A guide to staying sane during high school



Like the fog that attaches itself to the windows of a car, high school became the very fog that blurred my perspective on life. However, when that fog cleared up, I learned some of the most valuable things that have helped me now and that I know will help me later on in life.

These are the years one blooms from a seed into a magnificent flower. These are the years that teach one what they’re capable of and what’s best for them. 

I could write a 500 page book about what to do and what not to do in high school. Not only related to academics, but also to aid one’s own personal journey to grow into their potential.\

High school has taught me many things about myself and others, some of whom were my friends then and still are in junior year. Although I am not completely done with high school, here are a few valuable lessons I have learned that I think everyone could gain insight from. It might be ironic for me, as a sixteen-year-old, to give “high school” lessons, but trust me, this is worth reading.

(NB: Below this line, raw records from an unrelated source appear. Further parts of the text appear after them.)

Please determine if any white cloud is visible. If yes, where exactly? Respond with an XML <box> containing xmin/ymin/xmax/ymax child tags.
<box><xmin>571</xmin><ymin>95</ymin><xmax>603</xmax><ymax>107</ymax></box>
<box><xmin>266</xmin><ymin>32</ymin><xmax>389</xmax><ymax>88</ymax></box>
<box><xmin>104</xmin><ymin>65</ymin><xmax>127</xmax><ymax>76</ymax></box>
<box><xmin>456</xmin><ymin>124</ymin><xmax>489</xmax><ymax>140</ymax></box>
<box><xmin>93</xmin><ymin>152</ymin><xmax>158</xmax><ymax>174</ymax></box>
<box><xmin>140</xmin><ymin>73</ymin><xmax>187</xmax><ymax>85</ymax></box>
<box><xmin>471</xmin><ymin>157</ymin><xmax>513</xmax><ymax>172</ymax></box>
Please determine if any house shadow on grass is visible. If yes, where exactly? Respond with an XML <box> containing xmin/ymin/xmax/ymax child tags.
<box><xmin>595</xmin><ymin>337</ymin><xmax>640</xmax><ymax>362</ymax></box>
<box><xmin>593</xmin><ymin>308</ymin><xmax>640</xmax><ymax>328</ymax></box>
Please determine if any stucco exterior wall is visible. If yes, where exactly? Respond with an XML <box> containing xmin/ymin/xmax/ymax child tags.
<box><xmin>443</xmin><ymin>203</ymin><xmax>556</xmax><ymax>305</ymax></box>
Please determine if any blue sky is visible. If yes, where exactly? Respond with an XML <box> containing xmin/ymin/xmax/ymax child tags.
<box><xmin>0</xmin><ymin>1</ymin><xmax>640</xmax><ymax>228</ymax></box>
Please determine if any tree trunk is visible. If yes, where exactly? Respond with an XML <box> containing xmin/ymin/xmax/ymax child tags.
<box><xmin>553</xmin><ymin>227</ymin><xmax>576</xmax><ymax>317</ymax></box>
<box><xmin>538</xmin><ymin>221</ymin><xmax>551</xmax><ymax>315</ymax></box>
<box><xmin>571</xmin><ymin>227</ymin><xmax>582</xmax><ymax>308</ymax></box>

  1. Planner’s won’t be a worst enemy. It might be tedious, but I promise that having an updated planner with all the things you need to do such as assignments and chores truly helps. Writing down upcoming tests and assignments will keep thoughts more subconsciously organized. I started doing this at the beginning of junior year, and as someone who gets overwhelmed and anxious really quickly, having an up-to-date planner helped me reduce my stress and prioritize my work from most to least important.                                                                                                        
  2. Get at least six hours of sleep. My advice is to not sacrifice sleep for homework and studying for a test. This mistake backfired and resulted in me doing worse on my tests and assignments. I am still trying to improve my sleep schedule, and attempt to go to bed at 12 a.m. at the latest. Having a good night’s sleep is the only way to naturally stay alert during the day and help focus on the important things.                                                                                                                                                                                                                                                                                                                                     
  3. Do not overstress. Like I said, these are all lessons I’ve learned so far, which means I’ve been through it. I am here to say that overstressing is not the right answer. Yes, stressing is natural and it’s good to be worried about things, but stressing puts one through it twice. Being overstressed strips one of the focus and confidence that they had and has detrimental effects to mental health. It can lead to procrastination, overstudying (in the case of tests) or cramming and not retaining anything at the end of the day. Like my motto these days, think about it once or twice, do what you need to do effectively and then move on. The consequences of overstressing far outweigh the benefits it poses.                                                                                                                            
  4. Make sure to spend time with family every day. Having a rigorous curriculum can be extremely time consuming and can often prevent one from making those bonds with their family members. I realized that whenever I had a hard day, I found myself wanting to spend some time with my mom, or just do homework with her beside me. Little things like that really help one to feel a little less overburdened, and in some cases, a little less alone. At least for me, talking to my parents is the only thing that makes me feel better sometimes, and I encourage others to try it out.                                                                                                                                                                                                                                                                                                                                          
  5. Discover yourself. Put yourself first (of course, not in a selfish way). Recognize needs and discover hobbies. Yes, school is important, but at the end of the day grades aren’t what will matter. What will matter is the experiences and how they were handled. Along with other things, do what you love. I cannot stress this enough: being secure and confident in who you are makes a huge difference in the long term, whether in school or outside of school.                                                                                                                                                                                                                         
  6. Mindset. Mindset is everything. Every little thing in life from going out with friends to taking a test depends on the type of mindset one poses. The brain is a very powerful and complicated being. Knowing how to control thoughts and emotions is necessary in order to stop one from going haywire (no, literally). Things like daily affirmations and journaling help keep those over-the-edge thoughts in control and prevent them from holding one back from achieving great things.                                                                                                                                                                         
  7. Establish a good relationship with peers, teachers and counselors. Doing so might open up doors of opportunities by gaining further insight about internships, scholarships or just any other program in general. Good relationships also provide one with trustworthy people to talk to in case of overwhelming feelings or stress.

These are my most valuable lessons that have helped me get through high school so far. For further tips and tricks on how to control your thoughts and emotions as well as boosting self-confidence, I have linked a guide for self-love during highschool here. Yes, these four years are important, but ultimately getting through it and self-care is what matters the most.